With new coronavirus infections surging and area hospitals already at capacity, medical examiners in El Paso, Texas, have received a fourth refrigerated morgue to temporarily store bodies, a county official says.
It is a stark reality for a city where coronavirus patients have been succumbing to COVID-19 at a rate faster than medical personnel can investigate their cases. El Paso sits along the U.S. southern border and is referred to as part of the Borderplex, along with Mexico's Ciudad Juárez.
"People that die are under investigation, to see if they died of COVID and to discern whether or not they had other diseases. That holds back the process," El Paso County Judge Ricardo Samaniego told local television station KFOX-TV.
"I think you're going to see tremendous more deaths coming up in the next two to three days," he said.
As of Sunday, Samaniego said, the county had a backlog of 85 bodies that still required a medical personnel investigation, according to the station.
"My understanding is that we just got our fourth one," Samaniego confirmed to local TV station KVIA TV in El Paso Sunday afternoon, referring to the number of mobile morgues in place.
News of the additional morgue capacity emerged a day after Samaniego tweeted on Saturday that county officials were "working on creating more space" in the parking lot of the medical examiner's office.
That move was part of the judge's comments about the news that the county was receiving its third mobile morgue.
"The County is currently working on creating more space at our Medical Examiner's Office parking lot so that we can get a 3rd mobile morgue unit," Samaniego said via Twitter.
"If that doesn't put our situation into perspective I don't know what will."
This comes as Samaniego faces legal challenges from state officials who say he has no authority to impose a countywide shelter-in-place order that shutters nonessential businesses in El Paso and its surrounding areas.
The order, which went into effect just before midnight Friday, closes salons, gyms, tattoo parlors and in-person dining at restaurants. It is set to expire at the end of the day on Nov. 11.

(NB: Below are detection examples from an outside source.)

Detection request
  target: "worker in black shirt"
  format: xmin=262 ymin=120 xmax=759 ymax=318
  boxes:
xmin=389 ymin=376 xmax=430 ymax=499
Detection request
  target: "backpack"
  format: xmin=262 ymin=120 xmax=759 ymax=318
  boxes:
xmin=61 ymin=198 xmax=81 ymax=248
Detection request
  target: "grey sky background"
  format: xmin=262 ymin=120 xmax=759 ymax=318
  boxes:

Businesses considered essential can remain open, including child care facilities, polling sites and grocery stores, the order says.
Texas Attorney General Ken Paxton joined several El Paso-area businesses in filing a lawsuit on Friday attempting to block Samaniego's order.

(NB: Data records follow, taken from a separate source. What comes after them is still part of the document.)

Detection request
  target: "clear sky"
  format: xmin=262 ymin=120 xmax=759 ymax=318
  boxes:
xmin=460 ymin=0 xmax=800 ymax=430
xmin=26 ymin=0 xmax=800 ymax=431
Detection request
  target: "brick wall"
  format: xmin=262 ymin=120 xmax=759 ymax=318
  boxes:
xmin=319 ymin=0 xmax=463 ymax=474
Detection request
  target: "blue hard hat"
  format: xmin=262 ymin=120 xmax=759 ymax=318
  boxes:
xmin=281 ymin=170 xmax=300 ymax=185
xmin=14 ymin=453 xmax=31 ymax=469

The lawsuit asserts that Samaniego's order is invalid because it goes beyond emergency orders already put in place by Texas Gov. Greg Abbott.

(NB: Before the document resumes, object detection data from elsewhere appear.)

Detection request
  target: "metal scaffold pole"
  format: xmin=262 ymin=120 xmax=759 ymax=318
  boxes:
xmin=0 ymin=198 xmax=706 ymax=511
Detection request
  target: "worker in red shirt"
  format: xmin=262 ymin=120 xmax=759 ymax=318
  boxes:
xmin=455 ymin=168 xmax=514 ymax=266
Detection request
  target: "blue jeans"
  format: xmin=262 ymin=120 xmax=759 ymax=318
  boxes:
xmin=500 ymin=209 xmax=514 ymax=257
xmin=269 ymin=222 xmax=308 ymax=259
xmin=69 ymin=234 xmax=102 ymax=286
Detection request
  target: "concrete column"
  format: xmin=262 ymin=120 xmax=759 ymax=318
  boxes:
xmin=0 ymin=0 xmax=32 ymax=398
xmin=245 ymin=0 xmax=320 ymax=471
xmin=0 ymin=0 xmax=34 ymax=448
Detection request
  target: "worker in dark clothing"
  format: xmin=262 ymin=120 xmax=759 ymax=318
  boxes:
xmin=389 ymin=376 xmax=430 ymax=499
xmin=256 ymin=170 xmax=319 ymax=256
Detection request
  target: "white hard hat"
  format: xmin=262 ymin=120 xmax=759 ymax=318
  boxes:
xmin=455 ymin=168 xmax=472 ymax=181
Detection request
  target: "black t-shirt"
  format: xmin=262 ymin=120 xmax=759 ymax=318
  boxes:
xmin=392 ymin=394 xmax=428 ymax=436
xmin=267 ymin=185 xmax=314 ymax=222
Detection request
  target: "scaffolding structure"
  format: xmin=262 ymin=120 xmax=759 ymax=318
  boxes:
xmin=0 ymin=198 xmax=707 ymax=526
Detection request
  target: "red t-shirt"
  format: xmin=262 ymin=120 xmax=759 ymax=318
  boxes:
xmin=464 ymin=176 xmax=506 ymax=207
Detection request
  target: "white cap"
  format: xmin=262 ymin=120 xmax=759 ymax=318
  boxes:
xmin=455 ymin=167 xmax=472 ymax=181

"Judge Samaniego did not have authority to issue emergency orders more restrictive than Governor Abbott's," the court filing states.
"Thus, his order usurps both the Texas Legislature's ability to control who exercises legislative authority and Governor's Abbott's role as the designated individual responsible for meeting disasters on a statewide level," it adds.
Abbott issued an executive order last month allowing county judges in areas that meet certain coronavirus benchmarks to allow some establishments to operate at 50% capacity.
The governor's measure also called for increasing "the occupancy levels for all business establishments other than bars to 75%."
As of Monday morning, El Paso health officials have reported 51,536 confirmed coronavirus cases and 605 virus-related deaths. Those figures include 978 people who are hospitalized and 273 who are in intensive care units.